Harlingen, Texas- Every morning like clock work, 80-year-old Milton Jones, opens the door to the past. It's a love affair that goes back only eight years.
But in that time, Milton has amassed a slice of history. "Well they were quite ahead of their time."
A piece of Americana.
A collection that would be the envy of anyone who appreciates the long forgotten automobile that was the Studebaker.
"Why do you do it? For the fun of it and I like what we get when we get em finished," said Milton.
They stand as relics of the past. There's the regal Commander. The stately President and the sleek Gran Tourismo Hawk. All of them waiting to be revived... even if only for a moment to impress.
"Well the car that I started with, I bought a 1950 Starlight Coup that my uncle had started to redo. I brought it over from California and I did it out on our back porch behind Auto Air there."
Since then, Milton has become a member of the International Studebaker Drivers Club. Traveling throughout the country and meeting up with other Studebaker enthusiasts.
"We just drove that black one out there up to Central Texas this last weekend and back to a what they call a chapter meeting," he said.
To those too young to remember these massive feats of engineering have an incredible history.
"Well they started with wagons, in 1852, the Studebakers brothers. Then they started, had electric cars at the turn of the century. The they did the teen cars and the 20's and 30's 40's, and in the late forties they came out with a small cheap car for economy. 1939 was the first Champion, a small six cylinder that was better economy than what was on the road."

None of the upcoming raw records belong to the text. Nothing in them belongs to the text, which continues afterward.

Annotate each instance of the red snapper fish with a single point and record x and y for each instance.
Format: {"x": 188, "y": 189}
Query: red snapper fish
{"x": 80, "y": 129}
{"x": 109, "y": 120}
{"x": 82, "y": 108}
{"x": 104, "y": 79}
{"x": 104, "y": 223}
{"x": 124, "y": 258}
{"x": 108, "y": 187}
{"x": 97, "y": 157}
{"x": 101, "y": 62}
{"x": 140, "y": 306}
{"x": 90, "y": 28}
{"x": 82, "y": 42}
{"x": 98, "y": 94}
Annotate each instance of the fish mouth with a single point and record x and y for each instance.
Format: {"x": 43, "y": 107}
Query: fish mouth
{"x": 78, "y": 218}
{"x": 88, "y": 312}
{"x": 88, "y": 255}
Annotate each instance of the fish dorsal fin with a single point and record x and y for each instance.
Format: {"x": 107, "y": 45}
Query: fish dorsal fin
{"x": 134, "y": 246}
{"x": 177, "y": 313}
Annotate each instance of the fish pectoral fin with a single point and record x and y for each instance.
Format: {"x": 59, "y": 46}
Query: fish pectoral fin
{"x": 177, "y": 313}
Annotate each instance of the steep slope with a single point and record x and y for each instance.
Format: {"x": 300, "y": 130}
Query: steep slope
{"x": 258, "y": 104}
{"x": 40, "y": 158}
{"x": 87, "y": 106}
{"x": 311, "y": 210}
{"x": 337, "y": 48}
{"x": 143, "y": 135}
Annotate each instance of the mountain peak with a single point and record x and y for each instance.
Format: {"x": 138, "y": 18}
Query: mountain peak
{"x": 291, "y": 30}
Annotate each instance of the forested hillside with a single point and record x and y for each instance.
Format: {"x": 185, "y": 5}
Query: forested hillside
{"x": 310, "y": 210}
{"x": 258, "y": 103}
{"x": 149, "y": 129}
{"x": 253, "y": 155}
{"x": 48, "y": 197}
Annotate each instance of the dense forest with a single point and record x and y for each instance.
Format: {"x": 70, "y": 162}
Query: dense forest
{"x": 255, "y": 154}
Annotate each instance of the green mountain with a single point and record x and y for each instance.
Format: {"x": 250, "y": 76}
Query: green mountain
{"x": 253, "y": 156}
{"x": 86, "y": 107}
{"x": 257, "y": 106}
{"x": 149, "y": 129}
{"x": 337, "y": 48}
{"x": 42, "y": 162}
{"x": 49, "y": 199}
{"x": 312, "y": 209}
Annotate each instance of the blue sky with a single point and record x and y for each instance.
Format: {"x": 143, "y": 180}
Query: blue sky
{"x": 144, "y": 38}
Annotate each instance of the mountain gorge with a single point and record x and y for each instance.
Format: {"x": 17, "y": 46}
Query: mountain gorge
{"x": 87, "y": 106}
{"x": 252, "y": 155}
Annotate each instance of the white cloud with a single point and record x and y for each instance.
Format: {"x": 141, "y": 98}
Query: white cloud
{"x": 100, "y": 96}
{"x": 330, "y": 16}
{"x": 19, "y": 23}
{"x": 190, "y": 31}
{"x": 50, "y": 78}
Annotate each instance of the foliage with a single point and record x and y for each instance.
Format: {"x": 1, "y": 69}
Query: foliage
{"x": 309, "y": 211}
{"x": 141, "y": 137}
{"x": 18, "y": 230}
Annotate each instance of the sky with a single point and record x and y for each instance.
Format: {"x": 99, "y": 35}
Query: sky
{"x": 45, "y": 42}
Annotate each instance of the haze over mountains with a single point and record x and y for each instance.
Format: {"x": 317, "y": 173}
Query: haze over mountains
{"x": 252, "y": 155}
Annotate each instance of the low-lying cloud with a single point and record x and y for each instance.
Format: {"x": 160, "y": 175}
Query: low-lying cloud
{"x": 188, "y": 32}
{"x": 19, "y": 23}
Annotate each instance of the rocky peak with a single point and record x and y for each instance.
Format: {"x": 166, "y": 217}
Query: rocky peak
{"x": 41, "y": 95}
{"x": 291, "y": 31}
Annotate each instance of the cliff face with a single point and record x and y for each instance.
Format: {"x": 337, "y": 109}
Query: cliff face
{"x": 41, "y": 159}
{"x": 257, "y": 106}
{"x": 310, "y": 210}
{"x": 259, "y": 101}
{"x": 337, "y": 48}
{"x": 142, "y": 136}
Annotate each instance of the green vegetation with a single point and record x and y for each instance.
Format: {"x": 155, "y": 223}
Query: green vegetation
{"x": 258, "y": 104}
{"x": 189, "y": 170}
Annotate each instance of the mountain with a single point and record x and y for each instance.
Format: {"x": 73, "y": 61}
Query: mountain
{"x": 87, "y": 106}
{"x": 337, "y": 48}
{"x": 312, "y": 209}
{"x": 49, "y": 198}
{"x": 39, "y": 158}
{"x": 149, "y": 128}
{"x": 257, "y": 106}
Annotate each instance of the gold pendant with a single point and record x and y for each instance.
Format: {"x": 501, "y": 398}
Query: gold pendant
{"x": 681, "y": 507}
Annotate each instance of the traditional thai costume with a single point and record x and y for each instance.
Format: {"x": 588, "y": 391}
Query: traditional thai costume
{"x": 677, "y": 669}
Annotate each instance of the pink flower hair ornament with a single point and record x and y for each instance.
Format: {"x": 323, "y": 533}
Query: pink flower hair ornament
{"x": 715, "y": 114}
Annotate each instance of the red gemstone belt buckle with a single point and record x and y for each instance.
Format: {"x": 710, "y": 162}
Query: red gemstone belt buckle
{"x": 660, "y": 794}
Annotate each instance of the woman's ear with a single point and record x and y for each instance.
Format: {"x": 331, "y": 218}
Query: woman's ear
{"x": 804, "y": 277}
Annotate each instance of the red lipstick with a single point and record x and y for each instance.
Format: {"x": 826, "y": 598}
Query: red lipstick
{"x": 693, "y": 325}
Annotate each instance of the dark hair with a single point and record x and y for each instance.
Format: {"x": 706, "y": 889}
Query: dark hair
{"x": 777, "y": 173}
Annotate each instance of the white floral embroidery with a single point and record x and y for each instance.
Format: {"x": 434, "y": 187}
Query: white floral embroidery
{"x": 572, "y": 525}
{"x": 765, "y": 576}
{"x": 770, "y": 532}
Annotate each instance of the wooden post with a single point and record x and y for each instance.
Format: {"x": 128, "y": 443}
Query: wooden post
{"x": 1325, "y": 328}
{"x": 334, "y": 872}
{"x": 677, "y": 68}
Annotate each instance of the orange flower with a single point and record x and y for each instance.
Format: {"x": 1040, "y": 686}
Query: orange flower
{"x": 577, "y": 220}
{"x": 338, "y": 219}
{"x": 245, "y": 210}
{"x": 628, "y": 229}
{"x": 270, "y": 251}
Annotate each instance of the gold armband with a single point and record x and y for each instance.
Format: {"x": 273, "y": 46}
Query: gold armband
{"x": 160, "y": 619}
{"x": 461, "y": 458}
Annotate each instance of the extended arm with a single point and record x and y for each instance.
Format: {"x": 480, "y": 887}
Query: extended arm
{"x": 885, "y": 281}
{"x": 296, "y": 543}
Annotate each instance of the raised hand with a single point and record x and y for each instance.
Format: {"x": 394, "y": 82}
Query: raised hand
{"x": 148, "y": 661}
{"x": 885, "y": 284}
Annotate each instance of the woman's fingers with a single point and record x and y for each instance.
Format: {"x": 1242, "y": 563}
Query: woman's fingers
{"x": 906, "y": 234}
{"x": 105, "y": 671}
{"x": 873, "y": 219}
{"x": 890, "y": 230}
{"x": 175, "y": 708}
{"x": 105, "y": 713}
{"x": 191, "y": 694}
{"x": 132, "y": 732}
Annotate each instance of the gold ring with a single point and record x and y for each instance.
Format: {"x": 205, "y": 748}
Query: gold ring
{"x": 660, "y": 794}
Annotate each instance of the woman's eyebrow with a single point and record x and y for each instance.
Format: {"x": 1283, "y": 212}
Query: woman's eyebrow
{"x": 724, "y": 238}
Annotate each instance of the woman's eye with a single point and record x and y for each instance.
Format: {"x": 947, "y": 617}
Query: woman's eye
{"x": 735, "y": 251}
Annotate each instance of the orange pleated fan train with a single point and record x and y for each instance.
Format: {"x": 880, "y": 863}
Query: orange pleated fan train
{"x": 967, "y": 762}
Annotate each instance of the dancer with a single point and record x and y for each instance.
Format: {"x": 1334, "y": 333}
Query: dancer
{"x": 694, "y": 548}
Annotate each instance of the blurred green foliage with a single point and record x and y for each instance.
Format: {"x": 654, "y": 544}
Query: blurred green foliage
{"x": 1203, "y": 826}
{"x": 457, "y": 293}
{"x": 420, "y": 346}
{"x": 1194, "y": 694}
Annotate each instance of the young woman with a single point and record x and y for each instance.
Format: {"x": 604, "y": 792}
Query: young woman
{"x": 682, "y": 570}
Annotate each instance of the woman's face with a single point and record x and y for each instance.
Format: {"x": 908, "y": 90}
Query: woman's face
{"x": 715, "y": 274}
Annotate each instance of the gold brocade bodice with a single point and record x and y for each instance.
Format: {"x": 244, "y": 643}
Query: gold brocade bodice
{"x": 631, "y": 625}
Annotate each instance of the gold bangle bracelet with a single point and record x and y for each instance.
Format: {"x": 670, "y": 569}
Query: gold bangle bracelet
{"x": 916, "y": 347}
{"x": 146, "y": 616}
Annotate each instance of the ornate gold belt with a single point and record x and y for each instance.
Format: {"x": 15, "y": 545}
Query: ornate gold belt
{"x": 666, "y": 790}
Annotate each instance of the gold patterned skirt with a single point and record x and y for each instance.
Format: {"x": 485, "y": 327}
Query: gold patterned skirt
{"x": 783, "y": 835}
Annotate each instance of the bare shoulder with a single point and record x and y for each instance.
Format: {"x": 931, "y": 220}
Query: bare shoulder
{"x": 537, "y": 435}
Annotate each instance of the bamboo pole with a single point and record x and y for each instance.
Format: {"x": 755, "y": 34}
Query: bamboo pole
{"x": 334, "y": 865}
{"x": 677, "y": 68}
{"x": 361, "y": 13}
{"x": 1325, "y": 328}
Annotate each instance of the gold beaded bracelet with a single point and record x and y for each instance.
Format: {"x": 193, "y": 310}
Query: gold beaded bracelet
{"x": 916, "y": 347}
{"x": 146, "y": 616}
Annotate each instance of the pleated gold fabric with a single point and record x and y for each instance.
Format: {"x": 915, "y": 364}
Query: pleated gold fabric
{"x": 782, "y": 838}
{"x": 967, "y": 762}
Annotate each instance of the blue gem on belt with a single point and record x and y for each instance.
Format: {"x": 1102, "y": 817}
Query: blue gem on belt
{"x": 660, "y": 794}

The last Studebaker rolled off the American assembly line in 1964, but production continued until 1966, in Hamilton, Ontario, Canada.
So while the Studebaker may be off our streets it's alive and well in Milton Jones' garage. Seventy-five of them all together-- 12 of them in very good condition.
So how much has this love affair cost him? "Oh, quite a bit, you can't even guess. No, not how much. I've got more in them than I can get out of them," Milton chuckles.